Operasi bea dan cukai Sriwijaya Net mencegah impor dan penyelundupan 24,5 ton bawang merah

Okt 29, 2020 Posted in Bea Cukai 0 Comments

TRIBUNNEWS.COM-Pandemi Covid-19 yang melanda Indonesia saat ini tidak mengurangi bea cukai dan sinergi konsumen untuk melindungi perbatasan Indonesia dari barang ilegal dan berbahaya. Kepri, Belawan Customs, joint operation Pabean Sumatera Utara dan Bea Cukai Sri Lanka, bekerja sama memberantas penyelundupan bawang merah ilegal karena tidak dilindungi dokumen bea masuk yang sah. — Konon datangnya dari Penang, Malaysia. Sedikitnya 24,5 ton dikemas dalam kantong seberat 9 kg pada 2722. Petugas gabungan bea cukai dan pajak konsumsi berada di Kabupaten Tamiang Aceh pada 20 Mei (Rabu). Perairan Ujung Tamiang berhasil dilindungi. Nilai total kucai Isnu Irwantoro. Muatan KM Rajawali GT 15 diperkirakan mencapai Rp 752.000.000, yang dapat merugikan sektor keuangan sebesar Rp 263.000.000. Pajak Konsumsi Pajak Konsumsi BC 3.0004 Rabu lalu (20/5).

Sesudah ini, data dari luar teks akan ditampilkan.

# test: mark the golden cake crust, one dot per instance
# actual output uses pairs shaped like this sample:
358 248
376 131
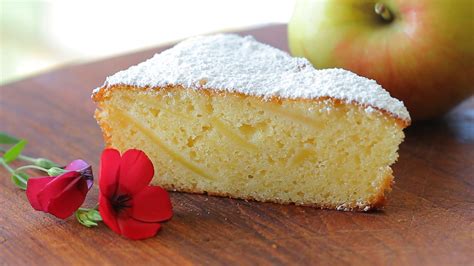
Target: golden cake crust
104 93
375 202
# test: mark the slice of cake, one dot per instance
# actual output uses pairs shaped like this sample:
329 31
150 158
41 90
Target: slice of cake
229 116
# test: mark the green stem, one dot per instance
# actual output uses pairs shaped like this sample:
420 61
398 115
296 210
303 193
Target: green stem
6 166
88 209
22 157
32 167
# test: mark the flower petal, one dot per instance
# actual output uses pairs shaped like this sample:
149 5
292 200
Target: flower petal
77 165
108 214
35 186
136 172
136 230
55 187
109 170
152 204
69 200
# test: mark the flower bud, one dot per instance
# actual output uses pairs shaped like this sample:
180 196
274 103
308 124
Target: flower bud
55 171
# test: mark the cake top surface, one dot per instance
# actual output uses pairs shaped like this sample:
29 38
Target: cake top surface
232 63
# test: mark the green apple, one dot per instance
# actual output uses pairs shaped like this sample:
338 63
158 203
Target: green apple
421 51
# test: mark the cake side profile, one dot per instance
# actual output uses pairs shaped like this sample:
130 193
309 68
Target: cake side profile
226 115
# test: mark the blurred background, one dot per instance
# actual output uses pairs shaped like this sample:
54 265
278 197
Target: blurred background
37 35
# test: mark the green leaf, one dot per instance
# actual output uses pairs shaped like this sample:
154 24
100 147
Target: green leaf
7 139
20 179
88 217
14 151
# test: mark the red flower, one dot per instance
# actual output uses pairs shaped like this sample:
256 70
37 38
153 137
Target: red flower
127 204
61 195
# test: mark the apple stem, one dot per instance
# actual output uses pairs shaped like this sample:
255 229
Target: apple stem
383 12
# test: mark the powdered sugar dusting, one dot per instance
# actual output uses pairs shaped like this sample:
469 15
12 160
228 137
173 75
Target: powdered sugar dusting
232 63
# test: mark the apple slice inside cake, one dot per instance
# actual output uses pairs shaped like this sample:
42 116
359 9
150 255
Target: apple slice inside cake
228 116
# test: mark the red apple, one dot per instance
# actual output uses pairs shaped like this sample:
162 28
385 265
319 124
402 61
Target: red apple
421 51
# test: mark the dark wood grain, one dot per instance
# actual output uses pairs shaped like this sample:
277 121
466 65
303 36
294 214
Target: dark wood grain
428 221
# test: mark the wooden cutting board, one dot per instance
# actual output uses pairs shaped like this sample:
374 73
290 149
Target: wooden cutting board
428 221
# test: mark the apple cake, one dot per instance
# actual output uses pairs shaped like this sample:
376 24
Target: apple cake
229 116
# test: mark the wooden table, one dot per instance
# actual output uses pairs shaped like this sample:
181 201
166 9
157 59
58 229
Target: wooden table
428 221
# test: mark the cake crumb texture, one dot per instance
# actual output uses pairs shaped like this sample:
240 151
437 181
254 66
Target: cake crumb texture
322 152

Tim Bea Cukai Kanwil Aceh menginformasikan bahwa ada kapal kayu yang diincar membawa kargo ilegal dari Penang, Malaysia. Provinsi Aceh Timur terus mencari kapal sasaran. Hingga Rabu (20/05) terakhir pukul 21.00 WIB, Tim Pokja Kapal Patroli BC 30004 yang terdiri dari petugas bea dan cukai Kanwil Khusus Kepri dan Bea Cukai Kanwil Aceh, di Tamiang Aceh. Kapal target ditemui di perairan Ujung Tamiang. Setelah melakukan pendekatan, ternyata tidak ada awak kapal di kapal sasaran yang bernama KM Rajawali. Kemudian keenam anggota kelompok kerja tersebut melakukan pengecekan KM Rajawali, namun tidak ditemukan dokumen bea cukai. Setelah memastikan keamanan KM Rajawali, gugus satgas menggeledah area sekitar lokasi ditemukannya kapal untuk mencari awak kapal yang kabur, namun selama satu jam pencarian, tidak ditemukan awak KM Rajawali. Diduga awak KM Rajawali bergerak dengan bantuan pilot boat (kapal oskadon) yang telah disiapkan sebelumnya. Hasil pemeriksaan dan pencacahan yang dilakukan oleh petugas Pabean Belawan menunjukkan bahwa KM Rajawali provinsi (KM Rajawali) terdapat 24,5 ton bawang merah, dikemas dalam 2.722 karung, bawang merah @ 9 kg, dan tidak ditemukan adanya obat narkotika, psikotropika dan prekursor. Selain itu, dokumen tersebut akan diserahterimakan ke Pabean Aceh untuk diteliti dan diproses lebih lanjut.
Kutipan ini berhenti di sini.